The term "decouple" is often used on Wall Street to explain something that is difficult to wrap your head around. In late 2007 and early 2008 we were told the emerging markets would decouple from the mortgage mess based in the United States.
Some excerpts from a CNBC article on decoupling:
The story goes that the market is “decoupling,” – that is, shaking off euro-land panic and instead focusing on the nascent U.S. economic recovery. In this scenario, stocks and the dollar can glide higher together while American investors remain blissfully unaware of the debt storm abroad.
Just don’t try selling it to Bob Janjuah, the flame-throwing co-head of global macro research at Nomura Securities, who believes decoupling is a myth that will be exposed sooner rather than later.
“Yet again, and certainly for the third year in a row, we are being told that the U.S. is over the worst and that a sustainable recovery is here,” Janjuah told clients. “We are expected to believe another ‘decoupling’ fairytale, only this time around neither Asia/EM (emerging markets) nor the Eurozone really matter to the U.S. economy.”

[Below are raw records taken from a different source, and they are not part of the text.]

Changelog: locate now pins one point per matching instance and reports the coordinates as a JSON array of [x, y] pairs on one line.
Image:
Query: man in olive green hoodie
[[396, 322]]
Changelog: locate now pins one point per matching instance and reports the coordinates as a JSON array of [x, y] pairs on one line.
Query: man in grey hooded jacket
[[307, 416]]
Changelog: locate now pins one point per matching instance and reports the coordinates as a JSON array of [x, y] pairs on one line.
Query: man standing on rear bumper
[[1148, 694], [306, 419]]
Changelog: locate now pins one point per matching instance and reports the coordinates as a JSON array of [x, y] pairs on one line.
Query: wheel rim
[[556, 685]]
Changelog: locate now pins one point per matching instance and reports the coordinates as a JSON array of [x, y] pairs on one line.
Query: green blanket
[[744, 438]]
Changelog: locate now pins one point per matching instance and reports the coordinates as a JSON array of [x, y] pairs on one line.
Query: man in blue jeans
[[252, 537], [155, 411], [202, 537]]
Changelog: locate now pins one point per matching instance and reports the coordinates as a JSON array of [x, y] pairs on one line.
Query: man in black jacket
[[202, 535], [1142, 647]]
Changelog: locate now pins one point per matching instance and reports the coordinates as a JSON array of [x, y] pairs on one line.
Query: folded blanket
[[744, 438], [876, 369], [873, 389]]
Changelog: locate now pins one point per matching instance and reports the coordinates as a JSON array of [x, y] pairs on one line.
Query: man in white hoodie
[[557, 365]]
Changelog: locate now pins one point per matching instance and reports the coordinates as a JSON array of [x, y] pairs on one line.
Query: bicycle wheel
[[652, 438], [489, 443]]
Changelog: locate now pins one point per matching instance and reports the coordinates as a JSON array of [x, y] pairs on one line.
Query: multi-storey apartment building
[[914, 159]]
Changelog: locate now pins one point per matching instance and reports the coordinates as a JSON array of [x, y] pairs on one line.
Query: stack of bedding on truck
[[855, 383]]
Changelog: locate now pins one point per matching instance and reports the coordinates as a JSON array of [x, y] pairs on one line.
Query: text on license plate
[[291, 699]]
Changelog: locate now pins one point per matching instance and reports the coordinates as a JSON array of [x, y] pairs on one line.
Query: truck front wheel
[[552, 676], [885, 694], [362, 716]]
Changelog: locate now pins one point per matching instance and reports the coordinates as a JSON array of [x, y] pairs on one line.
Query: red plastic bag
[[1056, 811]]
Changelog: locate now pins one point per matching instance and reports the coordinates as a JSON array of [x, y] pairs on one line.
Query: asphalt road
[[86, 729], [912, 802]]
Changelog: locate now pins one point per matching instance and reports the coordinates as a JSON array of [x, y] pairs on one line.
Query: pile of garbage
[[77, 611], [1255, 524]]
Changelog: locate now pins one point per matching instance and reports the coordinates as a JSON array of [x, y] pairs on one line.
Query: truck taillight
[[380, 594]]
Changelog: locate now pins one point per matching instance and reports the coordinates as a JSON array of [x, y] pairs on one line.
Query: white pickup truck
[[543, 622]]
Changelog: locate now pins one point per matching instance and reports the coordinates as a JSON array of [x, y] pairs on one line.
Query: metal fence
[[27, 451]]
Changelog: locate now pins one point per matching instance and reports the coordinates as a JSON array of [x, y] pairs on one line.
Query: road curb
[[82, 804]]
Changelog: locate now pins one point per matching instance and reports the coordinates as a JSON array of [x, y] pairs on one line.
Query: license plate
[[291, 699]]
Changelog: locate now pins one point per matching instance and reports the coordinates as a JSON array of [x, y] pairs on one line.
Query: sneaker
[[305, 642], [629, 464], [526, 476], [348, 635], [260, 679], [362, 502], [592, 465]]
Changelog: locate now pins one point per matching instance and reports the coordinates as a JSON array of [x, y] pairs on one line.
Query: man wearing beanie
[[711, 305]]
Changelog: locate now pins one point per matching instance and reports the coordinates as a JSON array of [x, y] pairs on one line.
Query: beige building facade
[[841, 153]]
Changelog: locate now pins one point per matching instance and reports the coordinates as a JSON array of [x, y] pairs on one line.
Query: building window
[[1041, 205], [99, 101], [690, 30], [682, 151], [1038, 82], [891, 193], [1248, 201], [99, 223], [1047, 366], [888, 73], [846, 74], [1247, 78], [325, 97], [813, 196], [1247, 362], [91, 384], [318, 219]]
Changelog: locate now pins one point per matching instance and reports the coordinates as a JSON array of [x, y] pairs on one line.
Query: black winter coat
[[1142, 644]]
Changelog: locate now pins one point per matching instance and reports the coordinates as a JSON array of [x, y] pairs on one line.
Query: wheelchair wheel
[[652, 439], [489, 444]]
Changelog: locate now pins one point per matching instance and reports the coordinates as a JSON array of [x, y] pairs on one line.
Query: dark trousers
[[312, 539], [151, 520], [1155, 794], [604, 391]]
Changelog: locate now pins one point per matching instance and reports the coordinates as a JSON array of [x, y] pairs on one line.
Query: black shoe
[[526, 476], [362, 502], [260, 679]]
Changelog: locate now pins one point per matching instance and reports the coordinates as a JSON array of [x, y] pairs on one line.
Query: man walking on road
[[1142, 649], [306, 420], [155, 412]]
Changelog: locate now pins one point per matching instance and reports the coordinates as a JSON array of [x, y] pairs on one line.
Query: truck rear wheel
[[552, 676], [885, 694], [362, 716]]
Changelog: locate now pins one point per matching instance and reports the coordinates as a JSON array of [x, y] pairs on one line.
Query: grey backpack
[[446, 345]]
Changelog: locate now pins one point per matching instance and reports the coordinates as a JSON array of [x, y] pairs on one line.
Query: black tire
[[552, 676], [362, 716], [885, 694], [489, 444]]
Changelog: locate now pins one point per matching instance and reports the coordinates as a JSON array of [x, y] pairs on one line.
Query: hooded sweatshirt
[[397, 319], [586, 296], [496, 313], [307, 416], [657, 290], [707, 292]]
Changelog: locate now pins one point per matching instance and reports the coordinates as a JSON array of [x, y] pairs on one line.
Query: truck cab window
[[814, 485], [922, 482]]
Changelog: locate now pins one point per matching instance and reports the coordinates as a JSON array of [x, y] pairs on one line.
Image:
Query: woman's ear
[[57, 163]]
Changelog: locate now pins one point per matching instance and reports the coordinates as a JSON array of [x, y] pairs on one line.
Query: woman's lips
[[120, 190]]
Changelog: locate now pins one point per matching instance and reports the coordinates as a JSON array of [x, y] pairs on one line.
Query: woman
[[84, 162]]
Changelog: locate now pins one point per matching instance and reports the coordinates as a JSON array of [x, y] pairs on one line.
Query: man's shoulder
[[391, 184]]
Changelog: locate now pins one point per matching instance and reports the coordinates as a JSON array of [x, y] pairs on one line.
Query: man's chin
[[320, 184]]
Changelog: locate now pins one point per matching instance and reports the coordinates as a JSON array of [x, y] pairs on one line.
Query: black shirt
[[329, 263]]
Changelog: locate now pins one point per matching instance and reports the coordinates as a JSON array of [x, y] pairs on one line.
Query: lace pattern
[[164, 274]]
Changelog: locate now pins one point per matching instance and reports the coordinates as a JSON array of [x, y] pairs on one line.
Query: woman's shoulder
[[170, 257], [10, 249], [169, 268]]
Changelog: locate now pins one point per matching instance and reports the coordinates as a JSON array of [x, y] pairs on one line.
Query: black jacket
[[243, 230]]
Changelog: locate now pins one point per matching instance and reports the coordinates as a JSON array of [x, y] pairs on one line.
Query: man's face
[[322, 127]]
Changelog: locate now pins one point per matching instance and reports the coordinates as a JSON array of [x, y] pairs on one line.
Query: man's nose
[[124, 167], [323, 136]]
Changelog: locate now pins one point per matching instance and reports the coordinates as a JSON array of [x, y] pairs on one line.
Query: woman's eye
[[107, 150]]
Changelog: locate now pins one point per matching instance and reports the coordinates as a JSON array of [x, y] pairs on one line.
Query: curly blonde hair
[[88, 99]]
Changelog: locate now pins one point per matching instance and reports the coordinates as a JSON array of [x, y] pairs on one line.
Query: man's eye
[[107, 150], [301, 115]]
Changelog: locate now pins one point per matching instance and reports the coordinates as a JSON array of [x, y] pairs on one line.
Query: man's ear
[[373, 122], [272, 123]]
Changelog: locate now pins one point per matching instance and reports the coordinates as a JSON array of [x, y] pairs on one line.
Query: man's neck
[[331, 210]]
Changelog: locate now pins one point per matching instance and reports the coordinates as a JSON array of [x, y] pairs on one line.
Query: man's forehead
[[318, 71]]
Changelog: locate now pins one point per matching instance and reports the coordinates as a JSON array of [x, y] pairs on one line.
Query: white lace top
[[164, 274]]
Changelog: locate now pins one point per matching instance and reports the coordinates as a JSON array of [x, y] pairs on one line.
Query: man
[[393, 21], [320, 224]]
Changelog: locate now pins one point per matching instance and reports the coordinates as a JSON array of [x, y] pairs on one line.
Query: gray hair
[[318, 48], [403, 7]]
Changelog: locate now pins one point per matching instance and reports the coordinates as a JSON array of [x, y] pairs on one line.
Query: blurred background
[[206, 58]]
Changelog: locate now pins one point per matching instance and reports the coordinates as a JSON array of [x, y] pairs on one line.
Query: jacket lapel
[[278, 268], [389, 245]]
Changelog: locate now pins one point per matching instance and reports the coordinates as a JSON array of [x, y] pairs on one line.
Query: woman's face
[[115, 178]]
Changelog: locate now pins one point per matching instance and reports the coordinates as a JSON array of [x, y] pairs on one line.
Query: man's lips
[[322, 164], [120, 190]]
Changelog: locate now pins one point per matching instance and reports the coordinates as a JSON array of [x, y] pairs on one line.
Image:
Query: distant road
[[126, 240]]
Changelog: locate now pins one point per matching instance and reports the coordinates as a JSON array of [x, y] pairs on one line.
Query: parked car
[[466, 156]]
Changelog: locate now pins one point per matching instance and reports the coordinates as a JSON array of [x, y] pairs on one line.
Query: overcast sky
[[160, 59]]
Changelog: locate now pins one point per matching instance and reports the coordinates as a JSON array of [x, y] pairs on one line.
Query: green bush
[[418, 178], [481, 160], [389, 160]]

Inaction by leaders both in Europe and the U.S. to attack dual debt crises will hit investors later in the year, he said. In particular, he attacks the “neo-communist experiment in the West that relies on more debt and printing money in order to maintain the status quo.”
In the video below, we explore:
- Important S&P 500 (SPY) levels to watch on the upside and downside.
- How the decoupling theory played out in 2008.
- The technical state of global markets.
- Monthly Demark counts.
As we noted in a December video, the levels of debt around the globe have reached unsustainable levels, which will most likely put pressure on global economic growth. Despite numerous problems in Europe, investors seem to be hopping on the decoupling bandwagon. The ratio of bullish sentiment to bearish sentiment prompted Jason Haver to pen "Two-Year Study of Investor Sentiment Points to a Top." Some excerpts:
The latest American Association of Individual Investors (AAII) sentiment survey numbers were released yesterday, and amazingly, were virtually unchanged from the week prior. For the second week in a row, bearish investors remain at 17%, still near decade-long lows. This struck me as a rare situation, so I decided to investigate further.
I set out to uncover how the market reacted when there were two or more consecutive weeks of bearish investor percentages this low, using bears below 19% as the control figure (thus allowing for roughly 20% standard deviation in the data figures). After combing through 562 weeks of AAII data by hand, I discovered that since the 2000 market peak, there have only been 12 other occurrences of this scenario. Interestingly, the current back-to-back reading of less than 19% bearish is the first occurrence we’ve seen in almost six years. So indeed, this is a rare set up.